Mitt Romney’s big London adventurePosted: 27/07/2012
By Dr Dana Allin, Senior Fellow for US Foreign Policy and Transatlantic Affairs; Editor of Survival
Mitt Romney’s now infamous gaffes during a day in London, awkward though they have been, are not the stuff of huge diplomatic significance. His problem is that the whole trip – with stops in Israel and Poland as well as London – was premised on the alleged problem of the incumbent president’s incompetence and indifference in nurturing important alliances. As New York Magazine’s Jonathan Chait puts it, the UK visit ‘was supposed to have been a restoration of the “special relationship,” a goal that nestled comfortably into the general right-wing accusation that Obama spits in the faces of our friends even as he comforts our enemies.’
Instead, Romney ran into the buzz-saw of the British press, which Chait describes as ‘an outrage-generating machine the likes of which we American reporters can only gaze upon with awe’. As an American in London, I know what he’s talking about. In September 2009, a BBC producer called me at home asking if I could go on camera to talk about President Barack Obama’s ‘snub’, in New York the previous day, to then UK Prime Minister Gordon Brown.
I was puzzled, since I had just finished reading the online editions of major American newspapers. No mention of a snub. Then I walked to my local newsagent and entered an alternative universe of blaring headlines in which the White House’s failure to arrange a bilateral meeting with Brown during Obama’s trip to the UN General Assembly constituted yet more evidence of a crisis in the ‘special relationship’. This was after Obama returned a bust of Winston Churchill to the British embassy (to replace it with one of Abraham Lincoln) and other incidents.
When I did the BBC interview, I tried to make the case that the UK press and politicians, not to mention the White House, really had more important things to worry about. I have long argued that the fetish of a ‘special relationship’ was frivolous and demeaning to UK elites, and seriously distorted their assessments of Britain’s strategic situation and choices. (I’m not alone in this; a House of Commons Foreign Affairs Committee report on UK–US relations, to which I presented evidence, expresses more or less the same conclusion.)
More broadly, Mitt Romney’s troubles this week bring to mind the famous, perhaps apocryphal, question that Napoleon posed about a particular general who was recommended to him. ‘Is he lucky?’ Napoleon is supposed to have asked.

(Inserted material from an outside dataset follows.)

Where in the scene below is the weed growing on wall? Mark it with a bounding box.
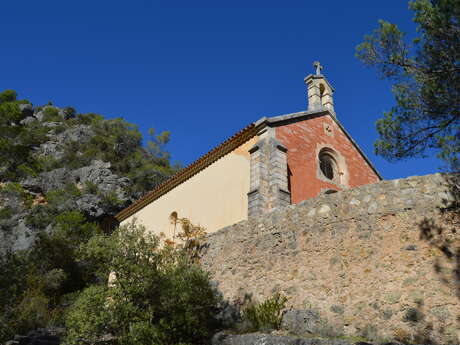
[168,211,207,262]
[242,293,288,332]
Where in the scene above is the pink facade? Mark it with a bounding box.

When future historians assess the causes and consequences of the 2012 presidential election result, they will not dwell on the television interview that the Republican candidate gave on the eve of the London Olympics. Still, a day that started with the Tory UK Prime Minister’s swipe suggesting it was much easier to arrange an Olympics in the relative emptiness of Utah, and ended with the Tory London Mayor mocking the American visitor in front of 60,000 cheering people assembled in Hyde Park, does not count as one of Mitt Romney’s lucky days.